I am a camera…
August 25, 2011 —
It’s yet another expression that floats in and out of my consciousness from time to time. I find myself saying it more and more as I wander the countryside snapping away. Years ago, while working for a different newspaper, I consistently got the same note at staff meetings: “decent copy, lousy pictures.” Outraged, I defended myself by insisting that I am not a photographer, but a writer who is forced to take pictures along the way.
“Get better!” I was told, so off I went, in search of skills I had no desire to hone. Little did I know that photography would become an integral part of my daily life, or that my instructions to “get better” would become all-consuming. Taking a “point and click” class at night, paired with a determination to add another line to my resume, combined to spark what is now a mild obsession with the lens, and my desire to “get better” grows daily, as I observe the world through a (sometimes filtered) lens.

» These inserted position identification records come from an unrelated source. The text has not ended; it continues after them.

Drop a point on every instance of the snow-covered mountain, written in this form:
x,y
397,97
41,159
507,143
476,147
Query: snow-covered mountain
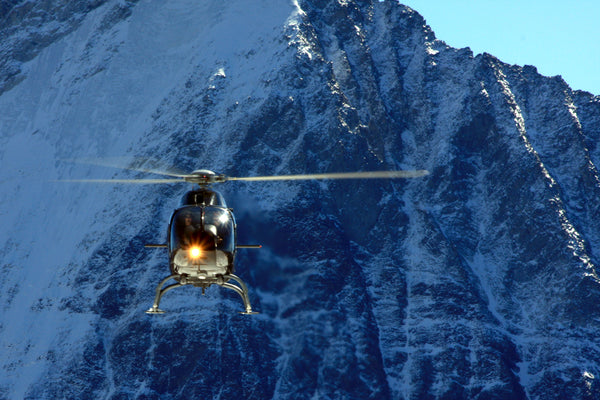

“I Am a Camera” (with its shutter open, quite passive, recording, not thinking) is the first line of Christopher Isherwood’s novel “Goodbye to Berlin,” which inspired a play, a film, a song and a little musical called “Cabaret.” How fitting, then, that I spend the better part of my days taking pictures of (and writing about) plays, films, musicals and songs. This week being no exception, I headed off to Bethel Woods (www.bethelwoodscenter.org) to photograph someone not usually on my radar: Kid Rock.
I don’t know that I’ve ever been described as “quite passive,” but “not thinking” seems apropos as I pulled out my trusty tripod, signed my life away for Kid’s “people” and made my way down to the proscenium. Warnings of intense heat and pyrotechnic displays rang in my head as I tried to focus, attempting to get a shot while Mister Rock strutted the stage, leaping about and playing every conceivable instrument for a packed, stoked, rockin’ crowd.
“Stand still!” I screamed over the roaring crowd, knowing that I had a brief time to accomplish my goal, frustrated at how (suddenly) difficult it seemed to snap a still, since “motionless” is not in Kid’s vocabulary. When he (finally) stopped for a moment he said, “Thank you for coming out and spending your hard-earned money to support us.”